С отчаянно бьющимся сердцем поднимаю руку и стучусь. Тяжелая дверь тотчас же открывается, и я вижу перед собой невысокую и некрасивую женщину, с головы до пят облаченную в черное. Не произнося ни слова, она жестом приглашает меня внутрь.
Следом за ней я пересекаю скудно обставленную комнату, затем иду аскетически пустым коридором в самые недра монастыря. Моя проводница однократно стучит в дверь.
— Входите, — приказывают изнутри.
Монахиня отворяет дверь и движением руки велит мне войти.
Мебель внутри простая, но прочная, в окошко, обращенное на восток, льется ранний утренний свет. Я немедленно нахожу взглядом женщину, сидящую за большим столом в середине комнаты. На ней черное платье и такой же повой, бледное лицо поразительно красиво.
Не поднимая глаз, она указывает на стул. Я подхожу, и мои шаги порождают в комнате легкое эхо. Поплотней запахиваюсь в одеяло и сажусь.
Настоятельница наконец отрывает взгляд от работы, и я вижу ее глаза: холодные и синие, как само море.
— Исмэй Рьенн, — произносит она.
Я даже вздрагиваю: она знает мое имя!
— Известно ли тебе, дитя, почему ты оказалась здесь?
Я не знаю, какого ответа она ждет, но внезапно преисполняюсь желания заслужить ее одобрение.
— Потому что вызвала недовольство моего супруга? — произношу наугад.
— Вызвала недовольство?.. — Настоятельница слегка фыркает, отчего нравится мне еще больше. — А я-то слышала, что он чуть в штаны не наделал от твоего вида!
Знакомый стыд обжигает мне щеки.
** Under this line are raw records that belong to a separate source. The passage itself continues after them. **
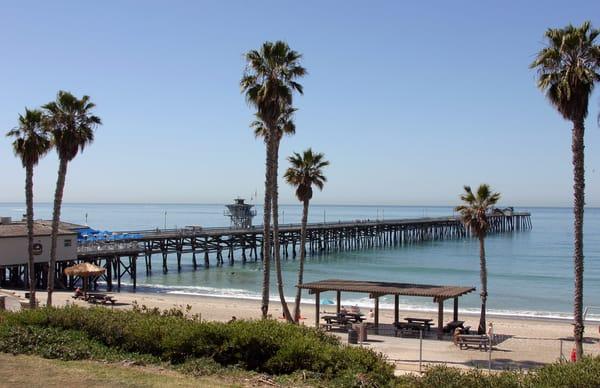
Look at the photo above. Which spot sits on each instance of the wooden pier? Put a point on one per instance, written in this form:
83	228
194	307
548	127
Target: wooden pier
217	246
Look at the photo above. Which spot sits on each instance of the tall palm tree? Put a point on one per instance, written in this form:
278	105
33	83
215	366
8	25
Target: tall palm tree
474	213
71	123
30	145
285	126
269	82
306	170
568	68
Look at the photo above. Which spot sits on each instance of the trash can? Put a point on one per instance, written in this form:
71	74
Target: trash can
352	336
361	329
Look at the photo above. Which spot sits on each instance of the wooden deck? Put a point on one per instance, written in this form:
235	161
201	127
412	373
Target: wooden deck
231	245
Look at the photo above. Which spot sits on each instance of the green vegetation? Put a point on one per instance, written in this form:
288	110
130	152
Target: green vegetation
258	352
583	374
265	346
30	145
474	214
15	371
269	82
70	122
306	170
568	67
Я опускаю глаза.
— Это не твоя вина, деточка, — произносит она до того ласково, что я готова заплакать.
А ведь я ни разу в жизни не уронила слезинки: ни под кулаками отца, ни когда Гвилло взялся меня калечить. И что же — несколько добрых слов из уст этой женщины, и вот я уже готова захныкать, точно младенец!
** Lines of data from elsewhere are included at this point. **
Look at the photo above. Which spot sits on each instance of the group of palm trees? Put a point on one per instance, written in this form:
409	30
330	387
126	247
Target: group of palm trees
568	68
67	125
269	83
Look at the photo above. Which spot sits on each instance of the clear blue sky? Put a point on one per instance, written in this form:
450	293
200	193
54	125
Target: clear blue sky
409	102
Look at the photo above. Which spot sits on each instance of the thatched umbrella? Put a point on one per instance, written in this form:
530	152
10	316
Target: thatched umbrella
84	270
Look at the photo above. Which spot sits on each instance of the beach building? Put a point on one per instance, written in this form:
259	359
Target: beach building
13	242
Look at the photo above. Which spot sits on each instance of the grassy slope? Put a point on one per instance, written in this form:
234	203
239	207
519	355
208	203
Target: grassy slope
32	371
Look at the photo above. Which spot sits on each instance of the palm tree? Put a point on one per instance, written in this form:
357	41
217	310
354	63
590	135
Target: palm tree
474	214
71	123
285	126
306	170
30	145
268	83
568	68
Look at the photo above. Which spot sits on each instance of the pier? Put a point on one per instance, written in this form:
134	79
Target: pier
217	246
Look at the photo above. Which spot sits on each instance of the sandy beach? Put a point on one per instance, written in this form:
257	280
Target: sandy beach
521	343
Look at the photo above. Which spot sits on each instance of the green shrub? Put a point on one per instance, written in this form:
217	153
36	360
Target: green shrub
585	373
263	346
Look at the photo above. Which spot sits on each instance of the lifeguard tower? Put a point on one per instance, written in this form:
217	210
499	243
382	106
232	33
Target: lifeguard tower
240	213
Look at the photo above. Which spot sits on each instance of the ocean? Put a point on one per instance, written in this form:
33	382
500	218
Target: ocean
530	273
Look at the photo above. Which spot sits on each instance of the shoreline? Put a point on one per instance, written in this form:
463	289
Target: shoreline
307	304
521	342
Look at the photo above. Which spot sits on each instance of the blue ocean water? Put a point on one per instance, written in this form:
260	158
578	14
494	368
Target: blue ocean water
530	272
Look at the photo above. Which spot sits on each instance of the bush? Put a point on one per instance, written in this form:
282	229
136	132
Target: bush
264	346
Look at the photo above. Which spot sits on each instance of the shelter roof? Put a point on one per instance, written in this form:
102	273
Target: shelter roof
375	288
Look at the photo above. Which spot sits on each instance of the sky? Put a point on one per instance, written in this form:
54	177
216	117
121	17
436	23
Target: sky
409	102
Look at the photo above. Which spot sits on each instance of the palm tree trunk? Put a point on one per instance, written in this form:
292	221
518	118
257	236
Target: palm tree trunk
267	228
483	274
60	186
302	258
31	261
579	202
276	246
— Итак, расскажи мне, — произносит она, пододвигая поближе перо и чернильницу, — известны ли тебе обстоятельства твоего появления на свет?
Я отваживаюсь снова на нее посмотреть, но она не отрывает глаз от пергамента, по которому водит пером.
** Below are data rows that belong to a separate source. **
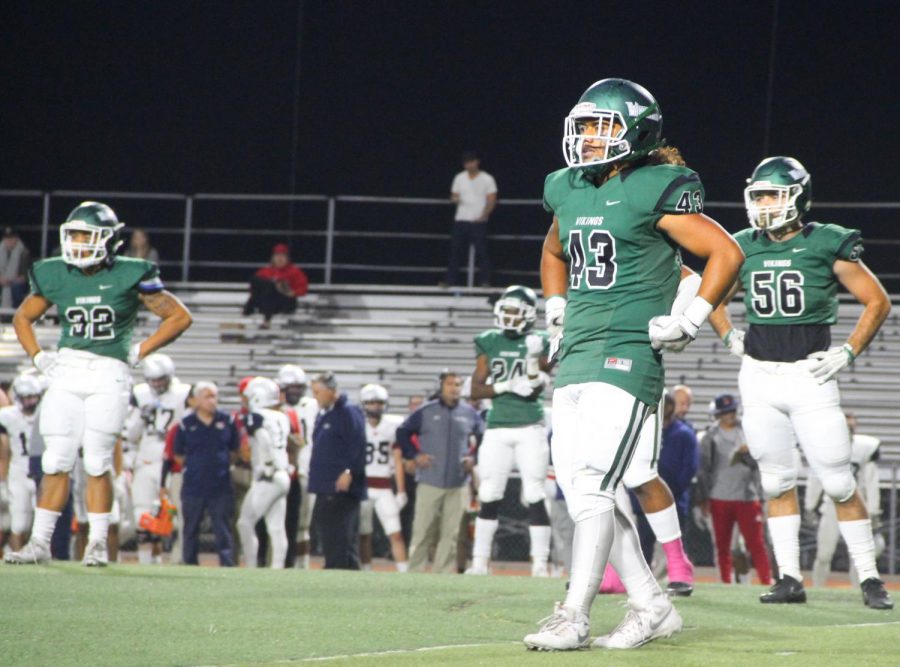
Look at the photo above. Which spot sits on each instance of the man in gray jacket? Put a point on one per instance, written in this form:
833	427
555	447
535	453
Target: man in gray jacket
437	437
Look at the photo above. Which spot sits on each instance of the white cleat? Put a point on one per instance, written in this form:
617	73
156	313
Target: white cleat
659	620
95	555
33	553
565	630
540	569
— Мне известно лишь, что моя мать не хотела рожать меня, — говорю наконец. — Она сходила к нашей деревенской ведьме за ядом, надеясь очиститься от плода… то есть от меня.
— Но ты все-таки выжила, — поднимает взор настоятельница.
Она говорит очень негромко, но в тишине комнаты эти слова обретают мощь крика.
Я смотрю прямо ей в лицо:
— Да, я все-таки выжила.
— И что, по-твоему, это может означать?
— Вы имеете в виду — помимо того, что я была обречена жить в потемках, уворачиваться от затрещин и вообще прятаться, чтобы не пугать людей попусту?